Context

This post documents a piece of coursework I completed in April 2021 for the final year of my physics batchelors degree. The brief was to use Python (or C++) to build an outlined simulation, or analyse some given data, extract meaningful resulsts, then write a 3000 word paper describing and evaluating the process.

There was not total freedom to choose the subject of the work, but I had read about the Ising model previously and was eager to learn more so this suited me fine.

The paper itself is attached as a pdf below, and I have reproduced the abstract for this webpage. Meanwhile, all the code is available on my GitHub, and there is an example listing from the main numerical module below.

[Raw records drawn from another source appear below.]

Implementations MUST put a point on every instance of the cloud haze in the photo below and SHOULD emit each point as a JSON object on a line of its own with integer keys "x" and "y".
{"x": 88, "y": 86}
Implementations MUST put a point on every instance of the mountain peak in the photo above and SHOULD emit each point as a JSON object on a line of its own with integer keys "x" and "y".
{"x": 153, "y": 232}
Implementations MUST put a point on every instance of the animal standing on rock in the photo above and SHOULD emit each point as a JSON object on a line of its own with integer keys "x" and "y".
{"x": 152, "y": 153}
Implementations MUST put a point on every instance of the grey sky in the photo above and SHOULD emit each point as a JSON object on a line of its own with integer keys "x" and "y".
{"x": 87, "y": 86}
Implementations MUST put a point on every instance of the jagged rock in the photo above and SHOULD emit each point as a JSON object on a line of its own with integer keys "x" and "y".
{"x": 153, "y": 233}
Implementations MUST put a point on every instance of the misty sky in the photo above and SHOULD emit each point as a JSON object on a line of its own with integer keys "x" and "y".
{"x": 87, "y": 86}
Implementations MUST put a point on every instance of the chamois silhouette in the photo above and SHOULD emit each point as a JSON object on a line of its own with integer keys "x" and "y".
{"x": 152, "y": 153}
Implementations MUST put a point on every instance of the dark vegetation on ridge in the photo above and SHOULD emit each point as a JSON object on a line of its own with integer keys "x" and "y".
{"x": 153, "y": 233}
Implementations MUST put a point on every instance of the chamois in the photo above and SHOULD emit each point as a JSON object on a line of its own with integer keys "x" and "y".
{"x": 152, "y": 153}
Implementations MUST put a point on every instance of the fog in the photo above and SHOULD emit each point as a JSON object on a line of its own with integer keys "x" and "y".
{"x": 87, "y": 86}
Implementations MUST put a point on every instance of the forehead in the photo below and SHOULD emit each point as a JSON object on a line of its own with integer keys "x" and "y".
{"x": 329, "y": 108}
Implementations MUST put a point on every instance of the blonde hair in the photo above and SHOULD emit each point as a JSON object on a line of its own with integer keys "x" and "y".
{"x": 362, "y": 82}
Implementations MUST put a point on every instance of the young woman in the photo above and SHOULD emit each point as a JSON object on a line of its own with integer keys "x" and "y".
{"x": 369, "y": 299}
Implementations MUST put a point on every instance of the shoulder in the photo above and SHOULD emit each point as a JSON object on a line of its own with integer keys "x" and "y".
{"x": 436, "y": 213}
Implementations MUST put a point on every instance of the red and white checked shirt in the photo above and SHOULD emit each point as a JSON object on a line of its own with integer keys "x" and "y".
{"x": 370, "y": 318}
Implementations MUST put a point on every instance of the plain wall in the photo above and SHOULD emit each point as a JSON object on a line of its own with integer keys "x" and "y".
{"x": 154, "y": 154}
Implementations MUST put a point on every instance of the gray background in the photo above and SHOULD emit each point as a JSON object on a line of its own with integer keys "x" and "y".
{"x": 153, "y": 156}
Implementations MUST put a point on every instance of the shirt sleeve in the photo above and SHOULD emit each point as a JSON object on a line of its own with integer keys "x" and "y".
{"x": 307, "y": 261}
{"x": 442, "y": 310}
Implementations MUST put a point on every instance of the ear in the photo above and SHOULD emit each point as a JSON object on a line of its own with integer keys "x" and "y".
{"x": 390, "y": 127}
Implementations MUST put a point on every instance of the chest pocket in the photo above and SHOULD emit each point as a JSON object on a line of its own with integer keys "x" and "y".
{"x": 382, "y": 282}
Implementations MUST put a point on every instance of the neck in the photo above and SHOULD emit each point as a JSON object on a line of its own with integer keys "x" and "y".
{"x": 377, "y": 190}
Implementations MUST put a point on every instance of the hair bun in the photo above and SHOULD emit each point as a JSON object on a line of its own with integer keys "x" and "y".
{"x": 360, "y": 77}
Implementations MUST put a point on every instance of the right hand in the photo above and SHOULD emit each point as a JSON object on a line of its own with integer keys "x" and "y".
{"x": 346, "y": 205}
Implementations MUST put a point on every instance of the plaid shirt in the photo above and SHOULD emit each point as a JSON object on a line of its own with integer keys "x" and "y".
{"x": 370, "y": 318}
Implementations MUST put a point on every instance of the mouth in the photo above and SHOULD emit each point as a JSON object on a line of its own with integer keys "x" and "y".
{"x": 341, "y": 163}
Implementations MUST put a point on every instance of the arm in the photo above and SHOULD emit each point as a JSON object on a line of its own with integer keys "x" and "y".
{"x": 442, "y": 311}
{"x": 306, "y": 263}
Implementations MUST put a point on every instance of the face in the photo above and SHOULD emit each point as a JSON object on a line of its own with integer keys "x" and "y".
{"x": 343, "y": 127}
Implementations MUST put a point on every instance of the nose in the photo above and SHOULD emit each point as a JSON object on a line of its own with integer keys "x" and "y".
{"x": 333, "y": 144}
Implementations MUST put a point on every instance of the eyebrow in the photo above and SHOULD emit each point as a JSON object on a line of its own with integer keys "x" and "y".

A 256x256 Ising lattice below its critical temperature reaching equilibrium. Black pixels represent 'up' spins, and white 'down' spins.

Abstract

In this paper, we present observations of a two-dimensional Ising model, simulated with the Metropolis algorithm, a Markov chain Monte Carlo method. Square lattices are used, with periodic boundary conditions and nearest-neighbour spin-spin interactions. Considerations of Markov chain convergence and time correlations are taken into account, and the variation of magnetisation and heat capacity with temperature is observed, for a range of lattice sizes and applied magnetic fields. Hysteretic phenomena in the Ising model under an applied field are also investigated. In addition, we make an estimate of the critical temperature of an infinite 2D lattice, \(2.263 \pm 0.013 \; J/k_B\). Onsager’s analytical result of \(2/\ln(1 + \sqrt{2}) \; J/k_B\) differs from our estimate by only 0.2%, and lies within error.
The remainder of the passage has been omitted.